While the Eleventh Circuit’s broad rejection of websites as a place of public accommodation is significant, the Winn-Dixie decision may be narrow, however, on the “intangible barrier” front because the website at issue did not offer any sales directly through the site. This leaves open the question of whether the Eleventh Circuit would deem websites that function as points of sale potential intangible barriers for individuals with visual impairments.

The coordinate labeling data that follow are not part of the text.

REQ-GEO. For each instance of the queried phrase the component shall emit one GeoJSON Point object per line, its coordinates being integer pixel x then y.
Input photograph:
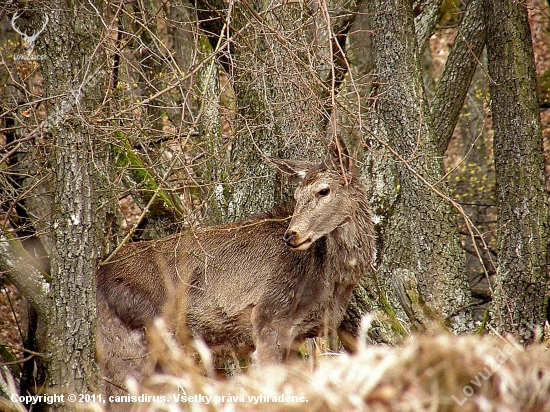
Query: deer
{"type": "Point", "coordinates": [257, 287]}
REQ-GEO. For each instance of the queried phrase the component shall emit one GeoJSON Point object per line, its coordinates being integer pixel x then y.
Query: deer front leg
{"type": "Point", "coordinates": [271, 339]}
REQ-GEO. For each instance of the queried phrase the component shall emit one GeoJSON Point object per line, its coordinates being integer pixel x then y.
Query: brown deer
{"type": "Point", "coordinates": [262, 284]}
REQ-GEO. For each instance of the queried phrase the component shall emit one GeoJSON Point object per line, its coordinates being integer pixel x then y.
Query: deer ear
{"type": "Point", "coordinates": [297, 169]}
{"type": "Point", "coordinates": [338, 154]}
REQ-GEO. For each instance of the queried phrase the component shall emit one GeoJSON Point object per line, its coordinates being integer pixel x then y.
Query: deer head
{"type": "Point", "coordinates": [322, 198]}
{"type": "Point", "coordinates": [29, 40]}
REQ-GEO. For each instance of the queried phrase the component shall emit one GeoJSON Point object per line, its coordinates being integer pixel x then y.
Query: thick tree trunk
{"type": "Point", "coordinates": [519, 293]}
{"type": "Point", "coordinates": [72, 79]}
{"type": "Point", "coordinates": [421, 235]}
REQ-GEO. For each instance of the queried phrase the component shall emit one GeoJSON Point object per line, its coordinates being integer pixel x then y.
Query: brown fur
{"type": "Point", "coordinates": [242, 288]}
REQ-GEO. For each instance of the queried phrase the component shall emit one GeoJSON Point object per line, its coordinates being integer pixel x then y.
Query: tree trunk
{"type": "Point", "coordinates": [421, 235]}
{"type": "Point", "coordinates": [280, 113]}
{"type": "Point", "coordinates": [519, 293]}
{"type": "Point", "coordinates": [73, 81]}
{"type": "Point", "coordinates": [457, 76]}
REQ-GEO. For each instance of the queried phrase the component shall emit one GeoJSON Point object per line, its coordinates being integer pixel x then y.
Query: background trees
{"type": "Point", "coordinates": [164, 111]}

How long the Winn-Dixie decision will stand remains to be seen. We predict that the plaintiff will file a petition for rehearing en banc, given the strongly worded dissent and the fact that one of the judges in the 2-1 majority was District Court Judge Danny C. Reeves from the Eastern District of Kentucky sitting by designation. If the decision is affirmed en banc, then a petition for writ of certiorari to the U.S. Supreme Court is likely to follow in light of the circuit split. Currently, the Third, Sixth, and Eleventh Circuits interpret Title III of the ADA as applying to physical places of accommodation, while the First, Seventh, and Ninth Circuits have expanded the statute’s reach to websites. Until then, the plaintiffs’ bar can be expected to continue its onslaught of website accessibility litigation in friendlier circuits.